Empecamenta collaris

Scientific classification
- Kingdom: Animalia
- Phylum: Arthropoda
- Clade: Pancrustacea
- Class: Insecta
- Order: Coleoptera
- Suborder: Polyphaga
- Infraorder: Scarabaeiformia
- Family: Scarabaeidae
- Genus: Empecamenta
- Species: E. collaris
- Binomial name: Empecamenta collaris Moser, 1917

= Empecamenta collaris =

- Genus: Empecamenta
- Species: collaris
- Authority: Moser, 1917

Species of beetle

Empecamenta collaris is a species of beetle of the family Scarabaeidae.
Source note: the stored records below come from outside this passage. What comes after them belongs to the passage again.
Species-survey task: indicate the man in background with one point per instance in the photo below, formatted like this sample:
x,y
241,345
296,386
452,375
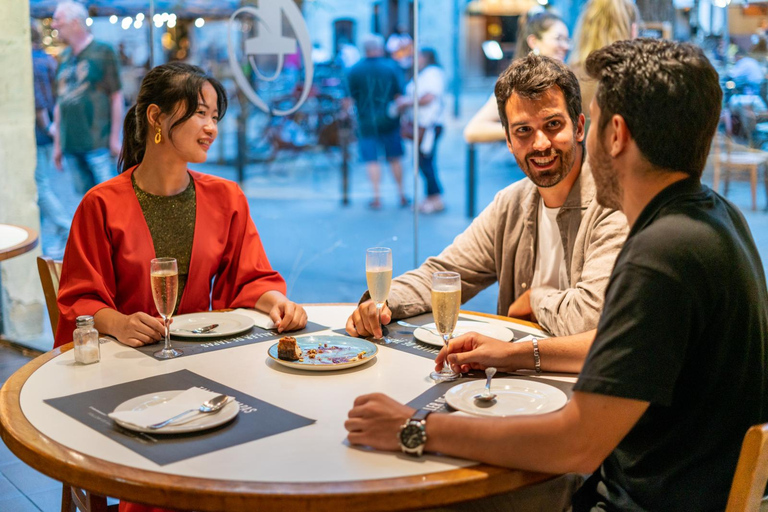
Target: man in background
x,y
375,83
89,107
54,220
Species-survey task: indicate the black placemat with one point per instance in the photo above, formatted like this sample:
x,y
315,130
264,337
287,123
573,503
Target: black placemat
x,y
257,418
191,346
402,338
433,399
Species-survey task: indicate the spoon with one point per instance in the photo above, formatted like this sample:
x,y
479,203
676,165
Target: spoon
x,y
199,330
212,405
487,396
406,324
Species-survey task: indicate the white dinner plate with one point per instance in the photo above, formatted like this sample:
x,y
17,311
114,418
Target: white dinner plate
x,y
341,352
229,324
202,421
514,397
463,327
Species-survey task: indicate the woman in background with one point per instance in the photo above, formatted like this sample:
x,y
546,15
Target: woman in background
x,y
543,33
157,207
601,23
431,80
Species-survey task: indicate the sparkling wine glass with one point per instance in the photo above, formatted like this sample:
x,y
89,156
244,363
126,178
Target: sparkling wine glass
x,y
164,273
378,272
446,301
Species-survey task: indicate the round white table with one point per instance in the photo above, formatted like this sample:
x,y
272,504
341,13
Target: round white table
x,y
16,240
311,468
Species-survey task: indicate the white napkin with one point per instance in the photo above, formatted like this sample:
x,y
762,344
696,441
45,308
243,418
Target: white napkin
x,y
192,398
259,319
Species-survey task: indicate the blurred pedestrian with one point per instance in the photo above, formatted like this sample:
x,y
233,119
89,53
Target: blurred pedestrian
x,y
431,89
400,48
601,23
375,83
54,221
541,32
89,107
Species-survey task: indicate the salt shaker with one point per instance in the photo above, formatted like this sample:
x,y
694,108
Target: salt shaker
x,y
86,339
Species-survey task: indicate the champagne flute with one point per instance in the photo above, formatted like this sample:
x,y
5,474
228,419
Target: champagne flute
x,y
378,272
164,275
446,301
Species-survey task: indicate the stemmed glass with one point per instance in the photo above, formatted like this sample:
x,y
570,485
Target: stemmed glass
x,y
378,272
446,301
164,273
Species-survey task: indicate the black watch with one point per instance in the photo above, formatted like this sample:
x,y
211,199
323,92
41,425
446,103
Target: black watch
x,y
413,434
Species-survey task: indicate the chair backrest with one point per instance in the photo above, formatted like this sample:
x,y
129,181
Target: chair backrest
x,y
751,475
50,271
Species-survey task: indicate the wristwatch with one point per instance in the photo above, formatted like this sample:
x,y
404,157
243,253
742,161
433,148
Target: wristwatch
x,y
413,434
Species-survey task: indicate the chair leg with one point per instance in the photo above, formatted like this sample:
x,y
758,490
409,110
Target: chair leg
x,y
67,505
716,176
753,185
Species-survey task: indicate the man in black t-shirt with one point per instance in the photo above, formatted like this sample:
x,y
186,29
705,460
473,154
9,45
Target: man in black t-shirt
x,y
677,372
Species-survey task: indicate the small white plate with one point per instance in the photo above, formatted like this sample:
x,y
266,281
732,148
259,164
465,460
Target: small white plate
x,y
195,423
513,398
463,327
229,324
342,352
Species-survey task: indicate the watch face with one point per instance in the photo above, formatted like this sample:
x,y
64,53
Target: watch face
x,y
412,436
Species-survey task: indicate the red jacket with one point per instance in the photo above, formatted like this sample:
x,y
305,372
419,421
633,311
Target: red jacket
x,y
106,263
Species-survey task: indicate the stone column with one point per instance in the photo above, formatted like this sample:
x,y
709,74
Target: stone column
x,y
22,297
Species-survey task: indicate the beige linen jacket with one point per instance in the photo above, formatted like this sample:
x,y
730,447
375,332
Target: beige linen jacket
x,y
500,245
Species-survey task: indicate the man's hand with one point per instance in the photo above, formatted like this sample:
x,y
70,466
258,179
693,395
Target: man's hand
x,y
365,320
288,316
375,421
521,308
474,351
138,329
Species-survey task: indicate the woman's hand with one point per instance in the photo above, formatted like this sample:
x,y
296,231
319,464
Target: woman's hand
x,y
375,421
286,314
474,351
133,330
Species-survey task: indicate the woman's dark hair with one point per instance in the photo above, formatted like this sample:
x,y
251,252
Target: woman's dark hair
x,y
430,57
170,86
533,24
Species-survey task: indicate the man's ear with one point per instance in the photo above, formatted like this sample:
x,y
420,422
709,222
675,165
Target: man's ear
x,y
153,115
620,136
580,133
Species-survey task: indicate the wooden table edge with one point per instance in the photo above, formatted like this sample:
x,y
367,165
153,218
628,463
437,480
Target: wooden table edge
x,y
88,472
22,247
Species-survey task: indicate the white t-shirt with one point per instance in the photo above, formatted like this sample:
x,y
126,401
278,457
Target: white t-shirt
x,y
550,262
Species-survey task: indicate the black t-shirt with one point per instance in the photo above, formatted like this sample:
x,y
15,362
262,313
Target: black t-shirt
x,y
684,327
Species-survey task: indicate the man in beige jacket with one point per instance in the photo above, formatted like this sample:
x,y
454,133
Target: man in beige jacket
x,y
545,239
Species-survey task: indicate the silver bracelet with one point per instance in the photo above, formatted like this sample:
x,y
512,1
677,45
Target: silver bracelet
x,y
536,356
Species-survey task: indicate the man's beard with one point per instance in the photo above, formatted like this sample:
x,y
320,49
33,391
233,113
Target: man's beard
x,y
550,177
609,191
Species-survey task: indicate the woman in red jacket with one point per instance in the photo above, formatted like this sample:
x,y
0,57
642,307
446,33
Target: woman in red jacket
x,y
157,207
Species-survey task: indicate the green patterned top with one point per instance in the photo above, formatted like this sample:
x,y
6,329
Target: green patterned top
x,y
171,222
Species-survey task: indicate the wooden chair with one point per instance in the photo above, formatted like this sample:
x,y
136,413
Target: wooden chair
x,y
50,271
72,498
751,474
747,160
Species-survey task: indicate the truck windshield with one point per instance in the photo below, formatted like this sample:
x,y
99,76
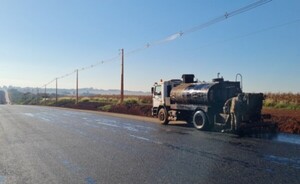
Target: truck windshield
x,y
157,90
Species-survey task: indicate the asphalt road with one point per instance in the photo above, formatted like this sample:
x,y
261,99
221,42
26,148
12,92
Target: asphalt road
x,y
51,145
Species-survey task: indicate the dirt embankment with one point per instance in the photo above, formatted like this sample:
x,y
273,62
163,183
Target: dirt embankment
x,y
287,120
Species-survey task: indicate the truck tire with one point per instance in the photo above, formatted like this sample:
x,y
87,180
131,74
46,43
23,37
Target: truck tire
x,y
163,116
199,120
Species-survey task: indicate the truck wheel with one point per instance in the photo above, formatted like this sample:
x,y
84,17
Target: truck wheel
x,y
163,116
199,120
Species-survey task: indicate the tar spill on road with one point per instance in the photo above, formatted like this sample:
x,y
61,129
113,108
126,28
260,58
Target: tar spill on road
x,y
295,162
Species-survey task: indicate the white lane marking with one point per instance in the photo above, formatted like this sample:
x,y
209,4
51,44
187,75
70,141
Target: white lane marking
x,y
29,114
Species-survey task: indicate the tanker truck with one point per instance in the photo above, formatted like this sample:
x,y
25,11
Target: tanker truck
x,y
218,104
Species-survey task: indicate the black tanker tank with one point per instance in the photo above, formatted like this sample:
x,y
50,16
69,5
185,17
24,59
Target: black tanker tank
x,y
202,93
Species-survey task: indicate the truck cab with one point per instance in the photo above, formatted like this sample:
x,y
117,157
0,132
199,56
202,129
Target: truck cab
x,y
161,94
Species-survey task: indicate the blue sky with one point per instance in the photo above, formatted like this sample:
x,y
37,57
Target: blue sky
x,y
41,40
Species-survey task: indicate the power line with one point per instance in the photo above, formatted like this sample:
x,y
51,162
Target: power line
x,y
253,33
174,36
218,19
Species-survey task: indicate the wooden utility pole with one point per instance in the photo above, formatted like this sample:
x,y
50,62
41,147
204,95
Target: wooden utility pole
x,y
122,75
77,86
37,96
45,95
56,92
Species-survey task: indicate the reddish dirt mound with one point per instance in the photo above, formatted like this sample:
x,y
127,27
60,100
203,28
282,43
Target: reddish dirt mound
x,y
287,120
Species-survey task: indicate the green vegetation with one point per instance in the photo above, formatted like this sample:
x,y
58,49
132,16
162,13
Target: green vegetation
x,y
17,97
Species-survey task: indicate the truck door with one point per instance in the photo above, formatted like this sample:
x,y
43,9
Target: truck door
x,y
157,96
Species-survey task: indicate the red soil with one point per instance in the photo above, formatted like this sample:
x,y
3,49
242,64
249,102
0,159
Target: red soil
x,y
287,120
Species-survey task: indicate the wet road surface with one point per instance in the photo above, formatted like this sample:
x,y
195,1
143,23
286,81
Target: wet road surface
x,y
50,145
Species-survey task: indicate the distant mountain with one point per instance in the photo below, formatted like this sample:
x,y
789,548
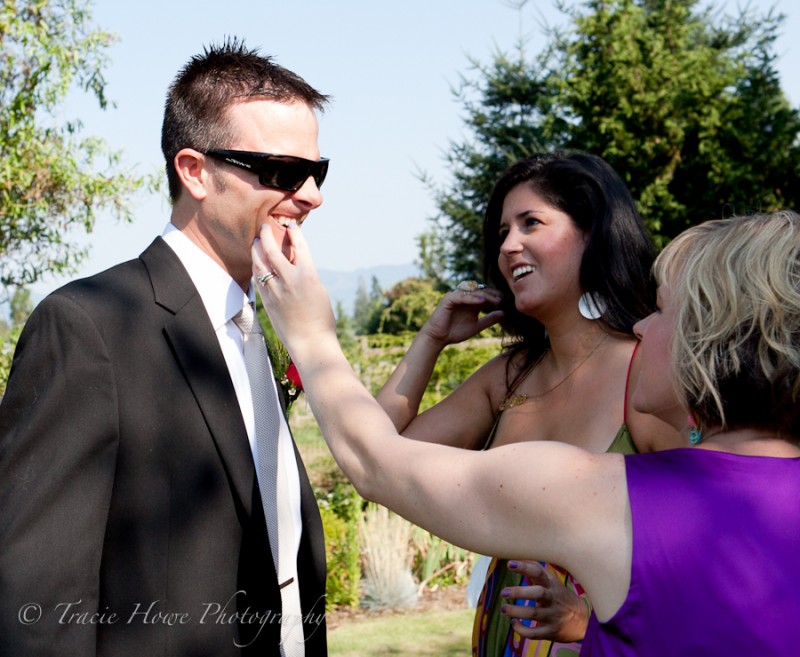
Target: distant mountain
x,y
343,285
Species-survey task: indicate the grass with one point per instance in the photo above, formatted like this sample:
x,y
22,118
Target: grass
x,y
429,634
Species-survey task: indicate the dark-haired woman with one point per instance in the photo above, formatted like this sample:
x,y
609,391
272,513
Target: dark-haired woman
x,y
568,259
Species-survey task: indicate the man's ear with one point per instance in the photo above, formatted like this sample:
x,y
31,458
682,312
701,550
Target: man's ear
x,y
190,166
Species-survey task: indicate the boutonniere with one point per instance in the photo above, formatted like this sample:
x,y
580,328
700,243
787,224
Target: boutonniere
x,y
291,381
285,372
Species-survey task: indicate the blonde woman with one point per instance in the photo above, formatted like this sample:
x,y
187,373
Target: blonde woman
x,y
682,552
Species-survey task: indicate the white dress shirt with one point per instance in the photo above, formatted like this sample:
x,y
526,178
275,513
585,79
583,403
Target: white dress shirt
x,y
223,299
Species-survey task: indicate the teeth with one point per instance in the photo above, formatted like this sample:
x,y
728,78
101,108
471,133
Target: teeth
x,y
519,272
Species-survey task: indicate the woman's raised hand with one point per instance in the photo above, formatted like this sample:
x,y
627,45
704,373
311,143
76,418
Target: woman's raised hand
x,y
292,293
459,315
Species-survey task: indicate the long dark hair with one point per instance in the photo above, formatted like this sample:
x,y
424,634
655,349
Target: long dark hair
x,y
618,256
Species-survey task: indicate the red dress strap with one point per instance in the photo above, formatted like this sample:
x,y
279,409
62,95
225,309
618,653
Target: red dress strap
x,y
627,383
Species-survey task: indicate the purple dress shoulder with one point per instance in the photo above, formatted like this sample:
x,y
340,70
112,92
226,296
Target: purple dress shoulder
x,y
716,558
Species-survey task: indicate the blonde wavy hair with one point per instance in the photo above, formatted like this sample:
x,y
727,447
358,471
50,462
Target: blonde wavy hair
x,y
735,356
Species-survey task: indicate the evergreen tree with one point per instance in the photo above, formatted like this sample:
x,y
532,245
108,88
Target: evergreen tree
x,y
684,103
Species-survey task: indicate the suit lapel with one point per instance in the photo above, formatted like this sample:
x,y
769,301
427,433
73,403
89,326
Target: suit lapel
x,y
197,353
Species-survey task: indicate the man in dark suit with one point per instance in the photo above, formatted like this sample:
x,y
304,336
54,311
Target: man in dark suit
x,y
131,519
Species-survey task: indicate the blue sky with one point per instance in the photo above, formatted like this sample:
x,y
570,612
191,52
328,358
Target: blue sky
x,y
390,68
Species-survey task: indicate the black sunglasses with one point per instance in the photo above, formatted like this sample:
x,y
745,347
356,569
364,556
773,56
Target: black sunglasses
x,y
285,172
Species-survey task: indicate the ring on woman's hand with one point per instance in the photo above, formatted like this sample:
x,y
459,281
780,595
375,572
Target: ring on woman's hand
x,y
264,278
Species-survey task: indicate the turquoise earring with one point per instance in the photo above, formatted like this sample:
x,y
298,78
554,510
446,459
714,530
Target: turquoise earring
x,y
695,433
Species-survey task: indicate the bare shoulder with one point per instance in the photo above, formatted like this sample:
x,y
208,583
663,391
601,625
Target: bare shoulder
x,y
648,433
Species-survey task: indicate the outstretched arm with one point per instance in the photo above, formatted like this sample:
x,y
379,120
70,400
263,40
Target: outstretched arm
x,y
559,613
528,500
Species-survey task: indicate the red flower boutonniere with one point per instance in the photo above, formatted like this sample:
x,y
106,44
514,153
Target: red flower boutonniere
x,y
292,379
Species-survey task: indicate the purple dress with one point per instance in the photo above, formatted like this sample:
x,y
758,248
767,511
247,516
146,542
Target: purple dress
x,y
716,558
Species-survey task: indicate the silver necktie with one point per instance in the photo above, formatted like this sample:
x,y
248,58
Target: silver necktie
x,y
272,480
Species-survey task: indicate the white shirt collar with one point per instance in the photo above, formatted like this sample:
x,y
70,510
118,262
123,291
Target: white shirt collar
x,y
221,295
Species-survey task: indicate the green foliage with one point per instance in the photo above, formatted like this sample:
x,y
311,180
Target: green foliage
x,y
685,104
437,562
279,359
52,180
455,364
409,304
368,308
345,330
340,512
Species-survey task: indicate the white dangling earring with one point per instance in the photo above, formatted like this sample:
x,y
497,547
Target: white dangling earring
x,y
591,305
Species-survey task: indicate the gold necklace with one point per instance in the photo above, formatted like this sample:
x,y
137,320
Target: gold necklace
x,y
521,398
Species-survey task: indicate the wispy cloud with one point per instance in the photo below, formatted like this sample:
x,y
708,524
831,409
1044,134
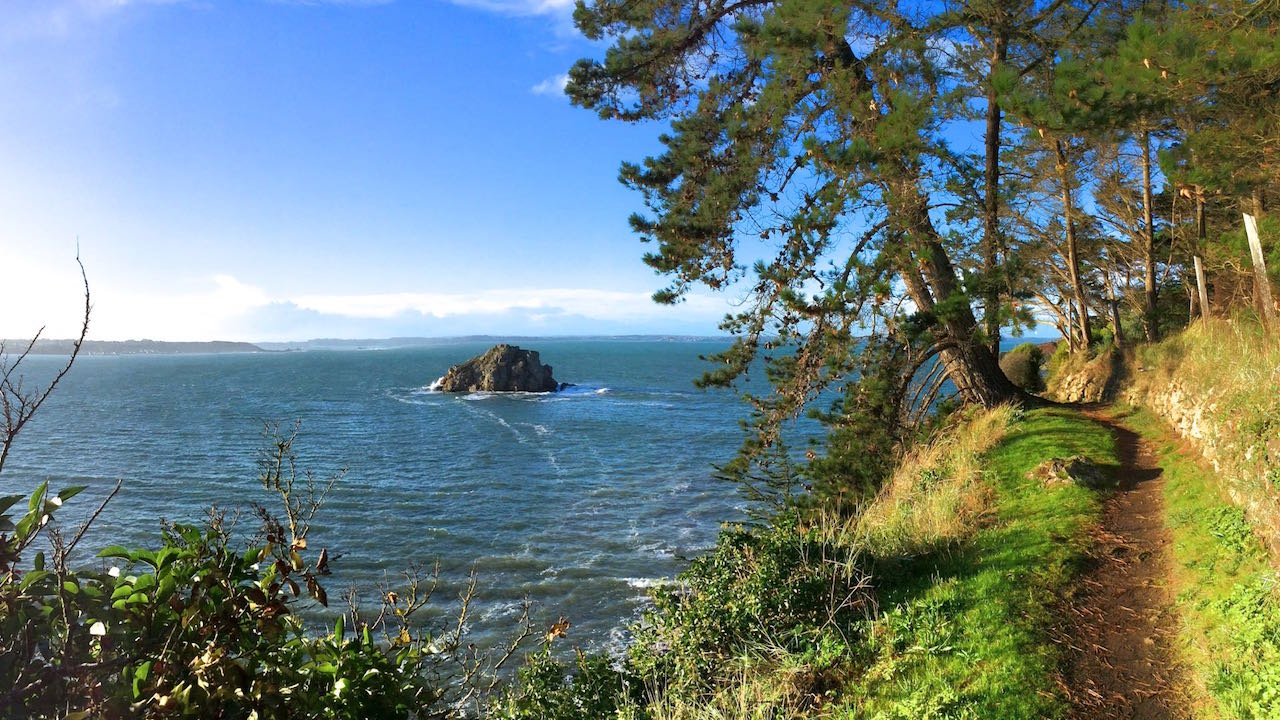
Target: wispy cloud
x,y
224,308
521,8
552,86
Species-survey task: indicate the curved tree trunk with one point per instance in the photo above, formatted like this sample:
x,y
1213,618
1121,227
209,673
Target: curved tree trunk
x,y
1150,320
1073,255
991,205
931,281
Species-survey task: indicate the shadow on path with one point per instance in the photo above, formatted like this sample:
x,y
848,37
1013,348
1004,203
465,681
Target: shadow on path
x,y
1120,624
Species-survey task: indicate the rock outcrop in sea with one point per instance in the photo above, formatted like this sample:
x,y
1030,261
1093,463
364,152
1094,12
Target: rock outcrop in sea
x,y
503,368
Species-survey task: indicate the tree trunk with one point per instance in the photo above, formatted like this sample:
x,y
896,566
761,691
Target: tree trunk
x,y
1150,320
1073,256
1201,286
1261,285
931,281
1114,305
991,205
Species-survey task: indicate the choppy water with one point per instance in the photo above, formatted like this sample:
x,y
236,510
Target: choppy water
x,y
576,500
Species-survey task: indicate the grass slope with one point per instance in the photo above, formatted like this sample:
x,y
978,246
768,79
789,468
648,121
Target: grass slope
x,y
1228,601
964,632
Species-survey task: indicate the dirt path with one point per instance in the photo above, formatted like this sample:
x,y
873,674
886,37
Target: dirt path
x,y
1120,624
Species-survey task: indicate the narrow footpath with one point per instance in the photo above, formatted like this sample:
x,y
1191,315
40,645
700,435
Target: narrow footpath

It is found in Cameroon and the Democratic Republic of the Congo.

==Description==
Adults reach a length of about 11 mm. They are lighter or darker brown, with the head sometimes blackish. The head is coarsely punctate, the punctures with brown setae. The antennae are yellowish-brown. The pronotum is dull (but shiny next to the bands) and has punctures that are rather widely spaced and partly weak, partly strong. The stronger punctures, which are mainly located behind the anterior margin and next to the lateral margins, are covered with yellow hairs. The elytra are quite densely punctured and there are bristle-like yellow hairs arranged in rows, particularly along the lateral margins.